Message Idempotency Patterns and Disk Usage

One of the main concerns that may be expressed in reviewing my previous blog post about idempotent messaging patterns is that of disk usage. The concern is about retaining every. single. message we ever publish. That's a lot of messages. That's a lot disk space.

Before we dig into one plausible solution, let's first look at a few mitigating factors. First, disk space is cheap. Really cheap. We're moving into the sub-$100 for 2 TBs of disk space. Utilizing different disk-saving techniques such as efficient (and even custom) serialization and compression we can easily store more messages than a lot of systems ever dream of sending. By further breaking down our code into business services and business components, we have logically separated and can thus physically separate our message storage across multiple physical nodes.

Next, for those that plan on or have implemented solutions utilizing Greg Young's flavor of event sourcing, you're already keeping your messages around. The messages that you store in the event log are the same ones being dispatched on commit. When utilizing event sourcing we have no choice but to keep all messages because that what we use to rebuild application state.

Okay, now that we have looked at reasons why we may want to keep all of our dispatched messages around, let's consider the opposite. How can we get rid of messages as quickly as possible? How can we free up our own resources? How can we avoid our disks accidentally running out of space (and brining down the server) because our message logs consumed all available space?

In looking over the various idempotent messaging patterns one thing stands out. The reason for keeping messages around is for failure scenarios. In the situation where we are re-handling a message because our process died while handling a message, but when we got far enough for it to transform some application state, we want to be able to redispatch the messages that should have been sent had the original set of transactions been fully successful.

Because the idempotency patterns thus far have only been addressing failure conditions, how can we address the situation where there were no failures. If a message was successfully handled and dispatched a set of resultant messages, how can we avoid the needless redispatching or even the reprocessing a known duplicate message without storing every single message we've ever dispatched?

There are two parts to the proposed solution which can be applied to varying degrees depending upon how aggressive you'd like to be with your space-saving constraints. The first is to purge successfully dispatched messages and the second is to purge the record that a message was ever processed in the first place.

Because the message log contains messages that we would redispatch upon handling a duplicate message, we only need to keep those messages around so long as we are not confident that the source message was not fully processed. In other words, once we have successfully published the results of processing, we have at-least-once delivery guarantees from our messaging infrastructure. Because of this guarantees we don't need to keep these messages around anymore. They only clutter up our message log and occupying disk space.

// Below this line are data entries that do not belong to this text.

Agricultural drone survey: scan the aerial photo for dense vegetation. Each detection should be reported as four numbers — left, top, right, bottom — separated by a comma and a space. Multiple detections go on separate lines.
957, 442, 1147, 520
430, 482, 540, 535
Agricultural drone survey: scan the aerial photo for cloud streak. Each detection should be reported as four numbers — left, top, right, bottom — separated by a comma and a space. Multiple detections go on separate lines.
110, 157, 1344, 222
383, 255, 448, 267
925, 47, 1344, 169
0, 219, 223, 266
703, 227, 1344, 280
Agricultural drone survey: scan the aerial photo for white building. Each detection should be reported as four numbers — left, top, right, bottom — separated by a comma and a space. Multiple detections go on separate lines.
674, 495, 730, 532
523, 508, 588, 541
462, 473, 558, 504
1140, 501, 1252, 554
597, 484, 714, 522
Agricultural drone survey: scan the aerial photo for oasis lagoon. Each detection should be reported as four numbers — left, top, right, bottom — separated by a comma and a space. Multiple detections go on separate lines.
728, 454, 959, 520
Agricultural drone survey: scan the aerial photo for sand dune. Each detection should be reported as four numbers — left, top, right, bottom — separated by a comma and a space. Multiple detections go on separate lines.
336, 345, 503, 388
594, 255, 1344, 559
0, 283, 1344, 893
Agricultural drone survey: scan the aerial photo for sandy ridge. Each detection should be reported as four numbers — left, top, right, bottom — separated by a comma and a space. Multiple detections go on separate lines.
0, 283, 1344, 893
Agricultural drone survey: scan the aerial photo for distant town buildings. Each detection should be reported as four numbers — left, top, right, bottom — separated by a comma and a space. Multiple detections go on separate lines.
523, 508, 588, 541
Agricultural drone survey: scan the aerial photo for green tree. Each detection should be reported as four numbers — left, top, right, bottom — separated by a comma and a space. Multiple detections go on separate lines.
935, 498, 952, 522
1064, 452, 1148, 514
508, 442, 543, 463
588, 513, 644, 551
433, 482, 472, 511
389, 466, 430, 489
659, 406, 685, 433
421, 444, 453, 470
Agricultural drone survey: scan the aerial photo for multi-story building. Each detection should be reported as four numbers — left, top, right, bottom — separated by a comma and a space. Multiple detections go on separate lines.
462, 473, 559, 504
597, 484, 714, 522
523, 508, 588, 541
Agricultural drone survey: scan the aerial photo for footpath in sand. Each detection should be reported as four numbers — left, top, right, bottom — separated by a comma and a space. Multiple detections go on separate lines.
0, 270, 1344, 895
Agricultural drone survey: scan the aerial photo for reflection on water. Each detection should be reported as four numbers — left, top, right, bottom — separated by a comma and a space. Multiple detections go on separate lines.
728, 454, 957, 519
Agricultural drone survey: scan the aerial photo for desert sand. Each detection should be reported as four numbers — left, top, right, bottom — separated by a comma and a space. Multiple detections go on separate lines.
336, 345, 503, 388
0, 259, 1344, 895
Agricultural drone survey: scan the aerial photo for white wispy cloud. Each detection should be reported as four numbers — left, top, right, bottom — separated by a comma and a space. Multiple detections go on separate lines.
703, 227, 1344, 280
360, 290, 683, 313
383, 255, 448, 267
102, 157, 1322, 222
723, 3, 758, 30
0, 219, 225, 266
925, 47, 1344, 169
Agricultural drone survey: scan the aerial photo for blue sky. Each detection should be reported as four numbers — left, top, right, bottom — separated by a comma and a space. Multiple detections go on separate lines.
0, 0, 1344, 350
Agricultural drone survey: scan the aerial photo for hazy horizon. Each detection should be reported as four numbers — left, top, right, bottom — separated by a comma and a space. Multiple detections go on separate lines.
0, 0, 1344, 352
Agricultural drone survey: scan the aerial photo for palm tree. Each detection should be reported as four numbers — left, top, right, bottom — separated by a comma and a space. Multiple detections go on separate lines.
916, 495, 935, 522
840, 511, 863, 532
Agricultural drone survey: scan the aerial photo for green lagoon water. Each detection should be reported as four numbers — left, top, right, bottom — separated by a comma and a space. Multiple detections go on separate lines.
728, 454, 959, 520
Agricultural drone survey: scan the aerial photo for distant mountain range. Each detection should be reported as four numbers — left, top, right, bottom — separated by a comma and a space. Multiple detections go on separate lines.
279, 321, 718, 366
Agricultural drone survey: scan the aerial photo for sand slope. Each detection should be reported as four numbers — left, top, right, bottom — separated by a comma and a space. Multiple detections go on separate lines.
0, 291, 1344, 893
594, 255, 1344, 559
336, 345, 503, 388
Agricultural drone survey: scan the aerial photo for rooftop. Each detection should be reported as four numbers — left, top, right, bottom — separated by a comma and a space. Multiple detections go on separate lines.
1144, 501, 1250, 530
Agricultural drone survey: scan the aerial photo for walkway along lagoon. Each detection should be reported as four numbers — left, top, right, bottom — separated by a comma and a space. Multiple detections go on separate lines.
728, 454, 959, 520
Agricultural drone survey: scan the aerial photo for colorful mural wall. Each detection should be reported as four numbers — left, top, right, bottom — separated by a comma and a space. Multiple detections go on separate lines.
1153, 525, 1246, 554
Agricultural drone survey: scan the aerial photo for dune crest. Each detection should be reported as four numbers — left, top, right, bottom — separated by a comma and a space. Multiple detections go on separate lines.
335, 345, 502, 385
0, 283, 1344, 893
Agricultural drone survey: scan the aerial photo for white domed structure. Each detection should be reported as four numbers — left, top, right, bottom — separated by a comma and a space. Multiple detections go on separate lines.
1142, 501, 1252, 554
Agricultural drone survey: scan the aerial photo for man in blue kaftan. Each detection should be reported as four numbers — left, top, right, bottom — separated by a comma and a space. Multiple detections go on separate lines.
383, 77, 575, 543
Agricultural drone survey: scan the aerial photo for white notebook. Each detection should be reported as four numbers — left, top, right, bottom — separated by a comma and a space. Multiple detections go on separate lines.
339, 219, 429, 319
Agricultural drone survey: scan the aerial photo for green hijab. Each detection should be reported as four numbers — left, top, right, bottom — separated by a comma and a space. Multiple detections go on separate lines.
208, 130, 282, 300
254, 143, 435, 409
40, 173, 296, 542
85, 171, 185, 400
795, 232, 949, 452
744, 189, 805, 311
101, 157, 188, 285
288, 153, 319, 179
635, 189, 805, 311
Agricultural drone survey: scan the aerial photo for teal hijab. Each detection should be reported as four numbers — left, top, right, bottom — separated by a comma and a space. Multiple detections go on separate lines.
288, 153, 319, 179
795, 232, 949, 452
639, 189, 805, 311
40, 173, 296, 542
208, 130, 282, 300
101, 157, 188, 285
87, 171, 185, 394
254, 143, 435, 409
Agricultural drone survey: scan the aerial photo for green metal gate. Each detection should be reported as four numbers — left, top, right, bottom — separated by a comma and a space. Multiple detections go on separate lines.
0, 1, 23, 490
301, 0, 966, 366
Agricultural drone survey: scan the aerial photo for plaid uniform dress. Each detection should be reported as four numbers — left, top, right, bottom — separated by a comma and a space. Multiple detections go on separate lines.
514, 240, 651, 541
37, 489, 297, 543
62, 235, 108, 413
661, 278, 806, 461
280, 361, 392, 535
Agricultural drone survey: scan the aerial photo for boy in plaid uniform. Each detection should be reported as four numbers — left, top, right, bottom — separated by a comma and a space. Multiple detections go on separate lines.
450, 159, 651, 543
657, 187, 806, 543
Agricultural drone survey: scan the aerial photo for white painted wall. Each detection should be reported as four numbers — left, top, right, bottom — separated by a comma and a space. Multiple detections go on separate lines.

When a message has been successfully processed we need to somehow indicate to our application-level idempotency middleware that there is no longer a need to keep messages related to the source message. While we may purge the log, we will want to keep the application-level identifier of the message that was processed. We keep this to know if we should even bother reprocessing the message should we receive it again. Keeping a list of identifiers is extremely cheap as compared to storing the contents of every dispatched message indefinitely.

Our application can indicate that a purge of the message log should occur in any number of different ways. One possible way might include using a separate application thread that receives notification when all resulting messages have been published. Once this other thread receives notification, it could then purge the contents of the message log for that message while retaining the identifier of the message that was processed.

Instead of using a different thread, we could also utilize the messaging infrastructure itself. We could tack on a "MessagesSuccessfullyDispatched" message that was sent (or maybe even published) to a receiver/subscriber queue to purge the message log. Note that MessagesSuccessfullyDispatched is naturally idempotent because processing that message multiple times results in the same value. Because it is naturally idempotent, we need not worry about apply the same patterns to the handling of this special infrastructure message.

Another possibility would be to have a completely separate process polling the message log database to see which messages could be purged because they have been successfully processed.

The last part of the solution is to have some kind of out-of-process cleanup that would occasionally wake up and purge the message log of the fact that a particular message was ever received in the first place by purging the identifiers of all messages received from the log. This purging could be done on a scheduled basis. The only question then becomes, how long do we wait before purging old message identifiers from the log? This can best be answered by understanding how long duplicate messages may be re-dispatched throughout the system. In many cases a few hours or days may be sufficient, but to be extremely safe, we could set the threshold to be something like a few weeks or perhaps even a month. This could even potentially be tuned on a per-message-type level. It all depends upon the idempotency threshold of each message type along with the space constraints and requirements of the business service upon its operational environment.